Paintings of Indigenous ways of life in a northern Saskatchewan hamlet return home
CBC
A little over 30 years ago, Mary Joyce moved to Black Point, Sask., for a year, and she left the remote Northern Saskatchewan hamlet with an impressive art collection and a deep appreciation for the Indigenous community's ways of life.
Now in 2023, she's giving back to the community by donating her paintings in the Black Point collection that vividly depict the people she met, the stories she heard and the lessons she learned.
Joyce and her then husband left Edmonton to start their one year stint in Black Point, near La Loche, Sask., in October of 1989. She says no white person had ever spent the full winter in the hamlet.
A lot of her paintings focus on the women's roles because Joyce says they helped integrate her into the community.
"The women were looking out for me, they basically educated me, took care of me, taught me what they were doing, and made quite a lot of jokes, along with me," Joyce said on CBC Radio's Saskatchewan Weekend.
"I learned a lot of things about how to carry on in a community like that, as well as life lessons."
Joyce hoped her paintings could spread awareness around the ways of life in Black Point.
"My paintings are mostly about the old ways, because Black Point was a kind of a community where people who still wanted to pursue the old ways, their traditions," Joyce said.
"Hopefully, through the validation of those traditions we'll assist people to see how valuable they are in the whole world."

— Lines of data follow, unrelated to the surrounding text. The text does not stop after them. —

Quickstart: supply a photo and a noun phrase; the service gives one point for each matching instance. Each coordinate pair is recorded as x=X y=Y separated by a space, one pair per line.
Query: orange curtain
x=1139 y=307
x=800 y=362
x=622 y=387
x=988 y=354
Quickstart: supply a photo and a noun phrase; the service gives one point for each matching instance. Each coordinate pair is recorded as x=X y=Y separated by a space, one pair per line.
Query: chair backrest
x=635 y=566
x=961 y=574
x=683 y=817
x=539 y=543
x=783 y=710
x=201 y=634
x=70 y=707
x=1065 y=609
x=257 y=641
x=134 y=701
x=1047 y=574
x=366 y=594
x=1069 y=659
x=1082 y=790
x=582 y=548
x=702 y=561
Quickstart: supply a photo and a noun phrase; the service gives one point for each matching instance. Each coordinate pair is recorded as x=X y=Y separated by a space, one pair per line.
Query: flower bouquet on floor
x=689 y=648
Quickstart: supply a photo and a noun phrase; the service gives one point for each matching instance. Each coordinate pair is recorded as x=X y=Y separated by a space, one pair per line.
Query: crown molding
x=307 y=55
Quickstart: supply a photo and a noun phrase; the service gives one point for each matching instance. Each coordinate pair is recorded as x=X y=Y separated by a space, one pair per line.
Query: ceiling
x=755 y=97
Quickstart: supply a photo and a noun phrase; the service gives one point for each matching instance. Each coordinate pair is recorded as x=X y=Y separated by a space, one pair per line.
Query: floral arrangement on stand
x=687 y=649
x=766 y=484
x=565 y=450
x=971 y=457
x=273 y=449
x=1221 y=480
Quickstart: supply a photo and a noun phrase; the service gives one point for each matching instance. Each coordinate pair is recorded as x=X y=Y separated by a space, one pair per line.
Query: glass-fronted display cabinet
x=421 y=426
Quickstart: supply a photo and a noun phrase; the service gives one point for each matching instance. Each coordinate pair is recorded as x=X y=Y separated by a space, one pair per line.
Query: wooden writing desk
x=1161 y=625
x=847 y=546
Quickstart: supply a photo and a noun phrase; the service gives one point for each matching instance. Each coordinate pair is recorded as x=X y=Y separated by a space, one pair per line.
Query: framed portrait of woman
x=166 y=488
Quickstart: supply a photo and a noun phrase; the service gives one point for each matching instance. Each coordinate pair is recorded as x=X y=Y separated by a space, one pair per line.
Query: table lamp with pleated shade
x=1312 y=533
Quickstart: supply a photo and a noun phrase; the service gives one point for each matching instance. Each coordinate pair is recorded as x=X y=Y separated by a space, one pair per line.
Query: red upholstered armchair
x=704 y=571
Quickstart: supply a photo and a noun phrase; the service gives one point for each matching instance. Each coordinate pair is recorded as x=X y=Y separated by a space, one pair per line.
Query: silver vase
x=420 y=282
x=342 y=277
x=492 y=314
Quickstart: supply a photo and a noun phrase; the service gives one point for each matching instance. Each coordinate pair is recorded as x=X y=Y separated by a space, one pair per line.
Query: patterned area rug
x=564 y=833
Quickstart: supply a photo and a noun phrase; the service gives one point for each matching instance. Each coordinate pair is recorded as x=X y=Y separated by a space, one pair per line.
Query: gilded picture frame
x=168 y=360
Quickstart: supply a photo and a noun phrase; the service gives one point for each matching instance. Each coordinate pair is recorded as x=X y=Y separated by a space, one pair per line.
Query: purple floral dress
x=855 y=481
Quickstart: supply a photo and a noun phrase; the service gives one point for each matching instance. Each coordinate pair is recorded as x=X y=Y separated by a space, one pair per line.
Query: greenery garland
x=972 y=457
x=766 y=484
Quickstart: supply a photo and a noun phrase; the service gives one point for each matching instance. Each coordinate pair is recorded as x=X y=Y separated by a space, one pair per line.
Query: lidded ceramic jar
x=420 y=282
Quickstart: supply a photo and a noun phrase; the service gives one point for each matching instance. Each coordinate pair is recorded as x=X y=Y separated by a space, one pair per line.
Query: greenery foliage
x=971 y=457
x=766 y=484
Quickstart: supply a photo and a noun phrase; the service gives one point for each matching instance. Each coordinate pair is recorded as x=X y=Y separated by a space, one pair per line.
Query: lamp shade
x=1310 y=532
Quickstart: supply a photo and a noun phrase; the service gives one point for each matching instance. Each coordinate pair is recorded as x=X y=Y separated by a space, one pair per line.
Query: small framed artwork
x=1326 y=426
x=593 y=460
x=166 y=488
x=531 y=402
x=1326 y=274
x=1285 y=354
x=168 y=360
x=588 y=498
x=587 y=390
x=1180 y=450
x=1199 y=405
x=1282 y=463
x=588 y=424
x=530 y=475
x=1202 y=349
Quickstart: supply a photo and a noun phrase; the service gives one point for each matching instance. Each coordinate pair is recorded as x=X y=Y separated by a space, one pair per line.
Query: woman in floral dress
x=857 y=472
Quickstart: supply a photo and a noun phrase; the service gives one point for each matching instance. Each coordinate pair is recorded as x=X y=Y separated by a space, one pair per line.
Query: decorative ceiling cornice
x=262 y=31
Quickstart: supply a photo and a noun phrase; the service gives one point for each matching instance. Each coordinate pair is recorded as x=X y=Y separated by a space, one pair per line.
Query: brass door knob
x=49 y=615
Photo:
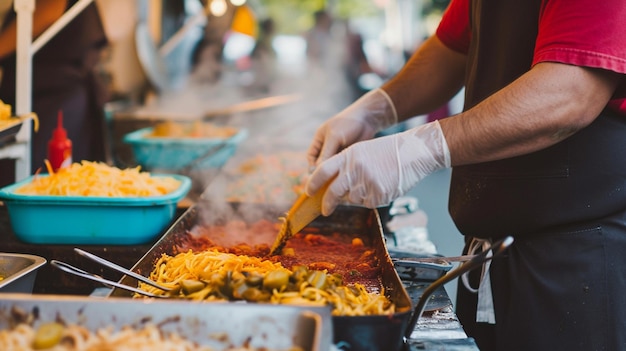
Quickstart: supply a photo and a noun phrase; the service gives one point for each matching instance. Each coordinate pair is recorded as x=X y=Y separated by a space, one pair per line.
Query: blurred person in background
x=319 y=40
x=263 y=57
x=537 y=153
x=64 y=79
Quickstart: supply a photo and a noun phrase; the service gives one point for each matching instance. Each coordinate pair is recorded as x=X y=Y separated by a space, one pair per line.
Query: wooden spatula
x=304 y=211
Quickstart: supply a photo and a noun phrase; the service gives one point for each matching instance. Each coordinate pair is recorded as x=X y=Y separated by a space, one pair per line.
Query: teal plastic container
x=90 y=220
x=174 y=154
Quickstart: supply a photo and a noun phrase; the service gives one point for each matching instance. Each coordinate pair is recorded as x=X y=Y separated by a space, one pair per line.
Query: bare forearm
x=432 y=76
x=544 y=106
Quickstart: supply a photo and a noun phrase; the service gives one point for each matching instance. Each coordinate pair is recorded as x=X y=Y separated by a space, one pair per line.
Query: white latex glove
x=373 y=173
x=361 y=120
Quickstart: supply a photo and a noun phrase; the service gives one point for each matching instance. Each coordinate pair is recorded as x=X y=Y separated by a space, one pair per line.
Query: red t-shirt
x=588 y=33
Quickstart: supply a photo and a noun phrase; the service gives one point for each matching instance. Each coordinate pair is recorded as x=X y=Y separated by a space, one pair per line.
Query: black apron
x=561 y=285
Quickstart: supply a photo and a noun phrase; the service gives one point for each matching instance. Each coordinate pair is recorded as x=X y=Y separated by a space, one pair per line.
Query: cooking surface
x=435 y=331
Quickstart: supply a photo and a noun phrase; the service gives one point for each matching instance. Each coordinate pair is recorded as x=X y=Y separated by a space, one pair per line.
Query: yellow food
x=78 y=338
x=48 y=335
x=196 y=129
x=5 y=110
x=98 y=179
x=213 y=275
x=7 y=120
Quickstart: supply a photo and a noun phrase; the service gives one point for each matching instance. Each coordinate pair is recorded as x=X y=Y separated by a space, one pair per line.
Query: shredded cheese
x=79 y=338
x=99 y=179
x=171 y=271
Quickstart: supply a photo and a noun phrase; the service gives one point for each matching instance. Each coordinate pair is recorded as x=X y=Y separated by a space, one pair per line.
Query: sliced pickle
x=275 y=279
x=190 y=286
x=48 y=335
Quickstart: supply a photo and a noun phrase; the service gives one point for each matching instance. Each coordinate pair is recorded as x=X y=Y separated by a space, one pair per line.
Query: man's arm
x=541 y=108
x=46 y=13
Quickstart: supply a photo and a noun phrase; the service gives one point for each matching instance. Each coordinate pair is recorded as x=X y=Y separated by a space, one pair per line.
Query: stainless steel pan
x=374 y=332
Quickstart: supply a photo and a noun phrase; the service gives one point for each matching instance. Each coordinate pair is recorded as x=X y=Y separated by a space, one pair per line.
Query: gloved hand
x=371 y=113
x=373 y=173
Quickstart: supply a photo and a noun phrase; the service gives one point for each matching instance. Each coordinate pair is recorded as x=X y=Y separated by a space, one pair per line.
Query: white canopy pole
x=23 y=83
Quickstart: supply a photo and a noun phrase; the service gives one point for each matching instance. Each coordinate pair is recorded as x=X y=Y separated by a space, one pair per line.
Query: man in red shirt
x=537 y=153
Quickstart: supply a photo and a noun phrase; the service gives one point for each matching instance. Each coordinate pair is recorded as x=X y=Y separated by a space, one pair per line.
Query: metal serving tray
x=204 y=323
x=375 y=332
x=18 y=272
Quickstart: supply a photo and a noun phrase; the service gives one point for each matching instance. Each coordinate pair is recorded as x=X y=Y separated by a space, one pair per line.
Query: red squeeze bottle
x=59 y=147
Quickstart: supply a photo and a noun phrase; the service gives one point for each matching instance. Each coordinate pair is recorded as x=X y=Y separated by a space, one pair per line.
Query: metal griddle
x=377 y=332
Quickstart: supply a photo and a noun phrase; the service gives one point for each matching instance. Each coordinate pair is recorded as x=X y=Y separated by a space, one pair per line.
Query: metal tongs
x=475 y=261
x=82 y=273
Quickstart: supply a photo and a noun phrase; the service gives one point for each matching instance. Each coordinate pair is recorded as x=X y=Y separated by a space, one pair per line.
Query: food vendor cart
x=437 y=329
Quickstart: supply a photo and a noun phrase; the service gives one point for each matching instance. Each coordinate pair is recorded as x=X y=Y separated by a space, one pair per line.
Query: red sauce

One of the experiences that stands out most for Joyce is spending time with the local woman in the smoking teepee tending to moose hide.
"Those are good memories. They were very intimate, " Joyce said.
The homecoming of the Black Point collection is being done with the help of the Mann Art Gallery in Prince Albert. The art gallery received the donation from Joyce and transported some of the paintings up to the La Loche Friendship Centre last week. The paintings will be in La Loche on rotating long-term loans.
"People came through and immediately recognized their relatives, their great aunties, their grandmothers," Marcus Miller, the Mann Art Gallery's curator and director said.
"I'm telling you, there were smiles on everybody's faces and I knew that these paintings had truly come home to the right place."